Dans ce contexte, plusieurs constats ont été établis, notamment au niveau des évolutions de carrière. En effet, la voie classique de reconnaissance et d’évolution dans les entreprises passe par la prise de responsabilités managériales. Ainsi les collaborateurs valorisés dans des postes de managers doivent partager leur temps entre leurs nouvelles responsabilités de management et le développement de leur expertise technique. Assez rapidement, cette double activité entraîne une baisse de la qualité et des performances tant techniques que managériales. Face à cette tendance, les entreprises identifient un nouveau besoin majeur qui est celui de sécuriser les compétences stratégiques et fidéliser les collaborateurs ayant un haut niveau d’expertise permettant la continuité et la pérennité des activités. Ainsi, les filières d’expertise ont fait leur apparition dans l’objectif d’offrir une nouvelle voie de reconnaissance et d’évolution tout en valorisant et sécurisant les domaines d’expertises critiques directement liés aux performances de l’entreprise. 

une filiere expertise en action pour securiser les expertises

Nous vous proposons quelques bonnes pratiques pour mettre en place ou dynamiser votre filière d’expertise. Ces recommandations sont issues d’une étude approfondie que nous avons réalisé auprès de plusieurs acteurs de l’industrie française qui ont mis en place des filières d’expertises tels que : Arcelormittal, Safran Group, Air Liquide, l’IRSN, Alstom, Framatome, Thales, Liebherr Aerospace, Engie, Orano, Airbus Commercial et Schneider Electric.
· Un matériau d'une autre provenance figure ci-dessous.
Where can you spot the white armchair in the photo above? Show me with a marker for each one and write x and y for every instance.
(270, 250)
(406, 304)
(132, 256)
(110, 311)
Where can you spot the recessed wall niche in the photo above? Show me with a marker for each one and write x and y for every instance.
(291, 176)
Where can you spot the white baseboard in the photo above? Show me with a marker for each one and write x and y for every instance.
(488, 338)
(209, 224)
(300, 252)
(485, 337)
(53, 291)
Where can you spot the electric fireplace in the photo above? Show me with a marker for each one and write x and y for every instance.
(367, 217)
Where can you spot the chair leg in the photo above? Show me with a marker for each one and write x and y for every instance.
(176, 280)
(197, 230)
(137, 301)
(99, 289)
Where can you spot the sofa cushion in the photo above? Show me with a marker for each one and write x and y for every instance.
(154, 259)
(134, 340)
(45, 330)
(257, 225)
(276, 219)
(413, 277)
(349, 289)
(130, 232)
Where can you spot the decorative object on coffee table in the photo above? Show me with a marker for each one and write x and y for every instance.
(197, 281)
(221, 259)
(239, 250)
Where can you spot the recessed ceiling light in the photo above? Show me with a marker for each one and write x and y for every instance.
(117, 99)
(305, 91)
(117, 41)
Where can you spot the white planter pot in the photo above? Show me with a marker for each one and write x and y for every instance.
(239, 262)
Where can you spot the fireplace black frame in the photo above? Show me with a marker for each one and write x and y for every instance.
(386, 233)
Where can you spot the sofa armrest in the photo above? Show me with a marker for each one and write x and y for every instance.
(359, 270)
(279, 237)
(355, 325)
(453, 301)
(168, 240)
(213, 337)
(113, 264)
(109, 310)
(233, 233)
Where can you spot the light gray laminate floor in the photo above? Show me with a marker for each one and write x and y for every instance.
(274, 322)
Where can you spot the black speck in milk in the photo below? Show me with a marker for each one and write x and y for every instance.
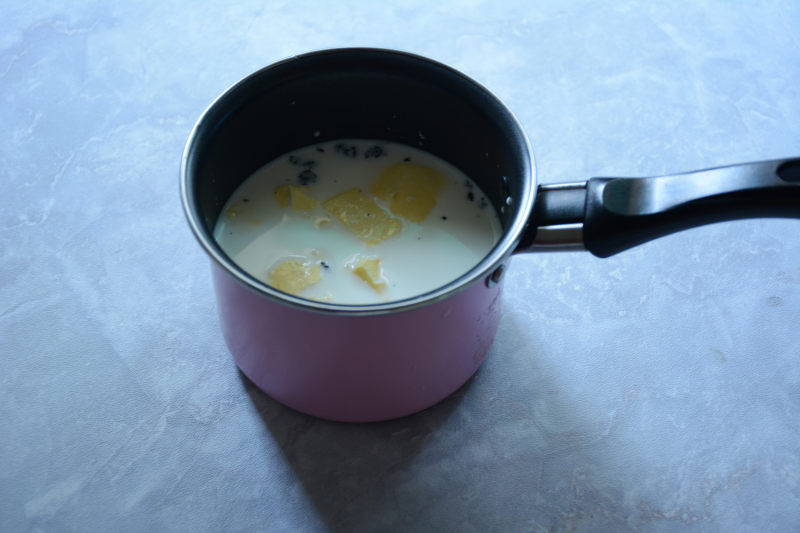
(347, 150)
(374, 151)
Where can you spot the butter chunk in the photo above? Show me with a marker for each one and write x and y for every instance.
(293, 276)
(369, 269)
(411, 190)
(362, 216)
(298, 197)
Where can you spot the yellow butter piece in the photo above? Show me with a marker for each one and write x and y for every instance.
(411, 190)
(293, 276)
(362, 216)
(369, 269)
(298, 197)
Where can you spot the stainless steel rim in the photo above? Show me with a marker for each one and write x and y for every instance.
(480, 272)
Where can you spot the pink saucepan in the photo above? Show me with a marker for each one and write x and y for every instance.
(376, 362)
Cette étude a permis d’identifier des facteurs clés de succès, des recommandations à suivre et des risques à anticiper dans une démarche de valorisation des expertises et de gestion des connaissances techniques.

IDENTIFICATION ET SELECTION DES EXPERTS ET CARTOGRAPHIE DES DOMAINES À SÉCURISER

Afin de créer une filière d’expertise qui permet de préserver les savoir-faire et connaissances en offrant des opportunités d’évolutions gratifiantes, il est tout d’abord nécessaire d’identifier les experts concernés par le parcours, ainsi que d’appréhender chacun des domaines d’expertise à traiter dans la démarche. 

En moyenne, dans l’étude, les experts représentent entre 8 à 15% de la population des entreprises et sont principalement des cadres scientifiques et techniques, des ingénieurs, et des personnes faisant partie du service R&D. De plus, au-delà des compétences techniques, les experts sont aussi sélectionnés en fonction de leur savoir-être (notamment sur ses aptitudes relationnelles, son aisance de communication, sa capacité à transmettre et à former ses équipes,…). 

Parmi les critères de sélection qui sont pris en compte pour intégrer la filière d’expertise, il est possible de citer : 

  • Le leadership : l’incarnation d’une vision motivante qui promeut les valeurs de l’organisation, la capacité à créer un environnement stimulant en faveur de la croissance et à développer une démarche d’amélioration continue en démontrant d’une écoute active.
  • L’Orientation client et Business Development : l’expertise est exploitée au service de la continuité des activités, des objectifs commerciaux et de la satisfaction client. De plus, elle doit être accessible afin de faciliter la prise de décision et la résolution de problèmes à tous les niveaux de l’organisation.
  • Les compétences techniques : la capacité à maintenir et développer son niveau d’expertise dans un domaine spécifique permettant notamment la résolution de problèmes complexes.
  • La transmission de connaissances : la capacité à partager, transmettre et former en continu les collaborateurs, et enrichir le référentiel d’expertise. l’expert doit être en mesure de se mettre au niveau de ses interlocuteurs pour susciter, développer un vivier d’experts et s’assurer de la bonne capitalisation et transmission des savoirs.
  • L’innovation et la R&D : la capacité de développement de nouvelles approches et de  nouvelles solutions innovantes, être force de proposition sur les évolutions du domaine d’expertise et piloter de nouveaux projets et axes de développement. 
  • La reconnaissance interne et externe : l’expert est une référence dans un ou plusieurs domaines et il est identifié en tant que tel au sein de son entité ainsi qu’auprès de ses pairs en externe.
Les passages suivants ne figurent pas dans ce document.